Depois do massacre de Suzano, a ideia também foi defendida
por apoiadores do presidente Jair Bolsonaro. Não é uma medida razoável?
O presidente brasileiro adora imitar as coisas que Trump faz. A ideia
de armar os professores é a proposta mais idiota que já ouvi sobre o
assunto. Estaríamos apenas adicionando mais potencial de violência à
rotina de adolescentes. Eles não precisam de mais gatilhos, e sim de
aconselhamento, de supervisão. O trabalho de um professor é educar para o
futuro — e isso funciona à base de confiança. Como os alunos terão
confiança em um professor que a qualquer momento pode apontar uma arma
para a cabeça deles e ameaçar dar um tiro?
Costuma-se citar o bullying como um dos motivos dos massacres. Ele é mesmo o grande vilão?
Creio que não. Falou-se muito que o ambiente da escola de Columbine era
tóxico e que havia bullying. Mas era um ambiente normal de ensino
médio. Vi vários sites culpando os sobreviventes, porque aqueles dois
pobres adolescentes supostamente sofriam muito com o bullying. É
mentira. Eric e Dylan mais cometiam do que eram vítimas de bullying.
Eles queriam matar da maneira mais cruel a maior quantidade de alunos
possível para entrar para a história e ser reconhecidos. Eles escolheram
fazer aquilo.
A escola, então, não era um ambiente propício à violência?
Quem escreve num diário que quer estuprar pessoas e arrancar a cabeça
de uma menina é um coitado? Pois foi isso que Eric escreveu antes de
matar treze pessoas em Columbine. Ele era um psicopata que queria fazer
coisas ruins aos outros. Nós pintamos a imagem da escola monstruosa que
teria levado esses jovens com problemas a matar treze pessoas. Mas eles
fizeram o que fizeram por vontade própria.
“O presidente brasileiro adora imitar Trump. A ideia de
armar os professores é a proposta mais idiota que já ouvi sobre o
assunto. Só adicionaria violência à rotina dos jovens”
É possível traçar um perfil preciso de um atirador de massa?
Normalmente, esses jovens são pessoas cabisbaixas, tristes, que não são
aceitas nos grupos principais do colégio e não se sentem amadas por
ninguém. Chega um momento em que eles se cansam de andar nas sombras.
Eles precisam se mostrar e ser vistos. Muitos sofrem de depressão e
exibem tendências suicidas. “Por que me matar se eu posso matar a todos
que não me amam e me maltratam de alguma forma? E o mundo saberá quem eu
sou”, eles pensam. Um erro que muitas pessoas cometem é chamar todos de
psicopatas. Nem todo atirador é psicopata, nem todo atirador sofreu
bullying na escola. Eu os divido em dois grupos: os criativos e os que
ambicionam provocar o maior número de baixas.
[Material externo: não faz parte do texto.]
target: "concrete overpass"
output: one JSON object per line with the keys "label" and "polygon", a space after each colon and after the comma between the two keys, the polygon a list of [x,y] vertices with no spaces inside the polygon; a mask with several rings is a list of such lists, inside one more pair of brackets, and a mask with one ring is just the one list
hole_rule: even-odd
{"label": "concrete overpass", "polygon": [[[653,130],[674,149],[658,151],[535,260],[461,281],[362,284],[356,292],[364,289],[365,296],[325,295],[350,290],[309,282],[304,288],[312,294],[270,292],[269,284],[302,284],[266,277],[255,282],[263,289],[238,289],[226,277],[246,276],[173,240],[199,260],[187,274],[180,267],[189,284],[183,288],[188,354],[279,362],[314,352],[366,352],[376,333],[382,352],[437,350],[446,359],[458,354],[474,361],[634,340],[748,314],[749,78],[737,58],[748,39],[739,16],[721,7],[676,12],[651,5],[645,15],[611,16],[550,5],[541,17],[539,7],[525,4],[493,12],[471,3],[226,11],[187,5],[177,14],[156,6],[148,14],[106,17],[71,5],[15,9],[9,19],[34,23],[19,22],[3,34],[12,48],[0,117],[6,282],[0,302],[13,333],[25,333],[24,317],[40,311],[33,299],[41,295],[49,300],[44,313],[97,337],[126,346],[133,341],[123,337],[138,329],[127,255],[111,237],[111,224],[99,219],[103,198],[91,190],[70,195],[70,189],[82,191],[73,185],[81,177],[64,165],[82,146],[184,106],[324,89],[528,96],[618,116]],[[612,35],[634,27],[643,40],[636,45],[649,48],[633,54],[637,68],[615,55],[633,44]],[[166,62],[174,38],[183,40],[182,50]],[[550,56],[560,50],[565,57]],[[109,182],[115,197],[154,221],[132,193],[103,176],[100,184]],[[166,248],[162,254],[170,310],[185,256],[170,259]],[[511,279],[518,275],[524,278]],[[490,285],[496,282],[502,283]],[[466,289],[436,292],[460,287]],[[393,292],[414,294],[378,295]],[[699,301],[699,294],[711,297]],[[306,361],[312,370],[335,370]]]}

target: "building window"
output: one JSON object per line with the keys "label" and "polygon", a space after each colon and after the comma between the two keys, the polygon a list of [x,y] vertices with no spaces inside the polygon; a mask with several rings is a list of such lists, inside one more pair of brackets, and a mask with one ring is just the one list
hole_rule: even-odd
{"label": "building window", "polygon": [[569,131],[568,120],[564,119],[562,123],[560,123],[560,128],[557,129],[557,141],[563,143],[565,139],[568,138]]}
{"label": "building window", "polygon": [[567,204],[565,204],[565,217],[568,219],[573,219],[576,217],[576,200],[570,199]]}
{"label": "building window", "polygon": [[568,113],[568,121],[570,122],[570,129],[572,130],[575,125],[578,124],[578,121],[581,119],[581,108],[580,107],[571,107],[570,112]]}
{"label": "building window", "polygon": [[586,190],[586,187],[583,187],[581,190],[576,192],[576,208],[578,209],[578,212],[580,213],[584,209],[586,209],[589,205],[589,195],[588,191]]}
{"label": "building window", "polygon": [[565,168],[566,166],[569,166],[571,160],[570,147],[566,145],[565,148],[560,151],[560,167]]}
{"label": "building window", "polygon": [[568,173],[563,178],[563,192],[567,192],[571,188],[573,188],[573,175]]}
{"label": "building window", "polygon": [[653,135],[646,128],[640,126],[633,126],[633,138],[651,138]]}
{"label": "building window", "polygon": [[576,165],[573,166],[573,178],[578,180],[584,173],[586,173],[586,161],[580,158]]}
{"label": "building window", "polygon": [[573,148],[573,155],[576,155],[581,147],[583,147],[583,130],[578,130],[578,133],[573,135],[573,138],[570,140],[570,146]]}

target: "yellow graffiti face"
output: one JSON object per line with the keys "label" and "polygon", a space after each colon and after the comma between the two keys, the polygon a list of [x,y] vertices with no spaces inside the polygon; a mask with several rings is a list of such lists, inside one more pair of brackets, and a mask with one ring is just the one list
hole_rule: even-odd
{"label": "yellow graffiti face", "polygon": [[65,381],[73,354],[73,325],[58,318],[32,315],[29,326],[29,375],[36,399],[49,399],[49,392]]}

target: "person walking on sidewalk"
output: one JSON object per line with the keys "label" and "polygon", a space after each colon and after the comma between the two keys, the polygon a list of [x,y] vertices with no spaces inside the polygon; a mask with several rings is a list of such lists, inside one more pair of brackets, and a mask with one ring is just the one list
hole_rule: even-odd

Eric, infelizmente, era as
duas coisas em um só. Criativo na hora de planejar o atentado com
crueldade e focado na meta de elevar a contagem de mortos.
De que forma o senhor foi afetado emocionalmente ao passar uma década imerso no massacre de Columbine?
Sempre que há novos massacres, tento me desligar. Busco não ouvir nem
ver nada sobre aquilo, porque se transformou em algo muito difícil para
mim. E o problema maior é que isso se transformou também no meu
trabalho, porque acabei me tornando um especialista em tiroteios em
massa. Mas convivo com a depressão. Tive duas recaídas durante a
elaboração do livro — no capítulo do funeral de Dylan e ao descrever a
morte lenta do treinador da escola, que agonizou por três duras horas.
Tomo remédios controlados e vou a um psicólogo pelo menos duas vezes por
semana. Na época, um agente do FBI foi designado para me proteger em
razão das ameaças que eu recebia de jovens que idolatravam os
atiradores. Vivi na escuridão nesses vinte anos. É uma escuridão
profunda, na qual não se consegue discernir um fiapo de luz.
Como o senhor superou o baque? Só consegui de fato
me libertar recentemente, com a ajuda de sobreviventes do atentado. Eles
me mostraram que há esperança. É possível reerguer-se após a tragédia.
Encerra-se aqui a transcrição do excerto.